Beberapa menit kemudian barulah perempuan itu menampakkan diri. Seulas senyum terbit di wajah Darian tatkala melihat Finza berlari-lari kecil ke arahnya. Dress biru laut yang dikenakannya membuat tampilannya semakin cerah hari ini. Hanya dengan memandangnya saja sudah mampu membuat Darian menghilangkan segala beban di hidupnya. Dia seperti mentari, terang dalam setiap gelap datang, dan hangat dalam dingin yang menyerang.
"Sayang, aku lama, ya? Maafin, yah." Finza tertawa sambil lalu merapikan poninya yang beterbangan tertiup angin. Senyumnya masih lebar seperti tadi. Sebelah tangannya menarik lengan Darian dan memeluknya.
"Ihh... Padahal tadi aku dandannya udah cepet, loh." Finza mencebikkan bibir tidak terima. "Nanti kalau aku nggak cantik kamunya kabur. Aku kan nggak mau!"
Darian berdecak, menoleh sekilas, menepuk pipi Finza. "Siapa bilang, sih? Kamu nggak usah dandan juga udah cantik, sayang."
"Bohong!"
Suara dehaman terdengar menginterupsi kemesraan mereka. Darian dan Finza yang tadi tengah tertawa langsung menoleh. Azel berdiri di sana. Tepat di hadapan mereka. Finza hanya bisa berdecak melihat kelakuan sepupunya yang dengan santai mengumbar kemesraan di tempat umum begini.
"Bentar, ini jam berapa ya, Cha?" Azel pura-pura melirik jam di pergelangan tangannya. Lalu dia mengernyit jengkel ke arah Finza. "Masih jam delapan, loh. Udah mesra-mesraan, aja. Ckck..."
"Emang kenapa, Cel? Cemburu ya nggak ada pegangan?" balas Finza tertawa. "Makanya cari.
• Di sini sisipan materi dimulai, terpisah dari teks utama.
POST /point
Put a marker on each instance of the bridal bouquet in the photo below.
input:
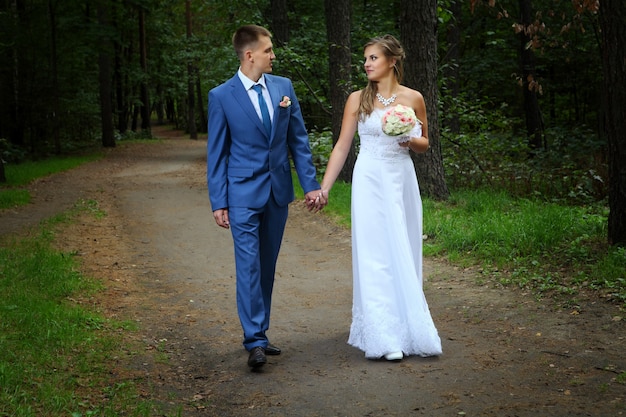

Jangan jomblo terus."
Azel mendesis. "Hih, sok tahu!"
Darian tertawa melihat Azel yang masih terus memasang tampang sok menggurui. Seperti guru tengah menceramahi muridnya yang berbuat salah. Melihat itu, sontak membuat Darian tak henti mengulum senyum.
Andai saja kehidupannya sama seperti mereka. Andai saja dia memiliki apa yang mereka miliki. Andai saja semesta ini mau mengerti. Betapa dia menginginkan semua keadilan terjadi. Tapi, begitu matanya kembali pada realita, canda tawa itu seperti omong kosong belaka. Mana ada kebahagiaan di hidupnya jika di setiap bangun tidurnya selalu ada kebencian yang terus menggerogot. Membunuhnya perlahan dan tak pernah pergi.
"Dan! Dan!" Finza melambaikan tangannya ke depan. "Halo? Sayang?"
Pada detik ketiga kesadaran Darian telah kembali. Dia mengerjap dan menoleh bingung. Dahinya mengernyit heran.
"Tuh, kan, kamu ngelamun lagi!" Finza berdecak. "Jangan bengong terus. Nanti ada lalat masuk, loh."
Darian terkekeh. "Aku nggak ngelamun. Lagi mikirin sesuatu aja."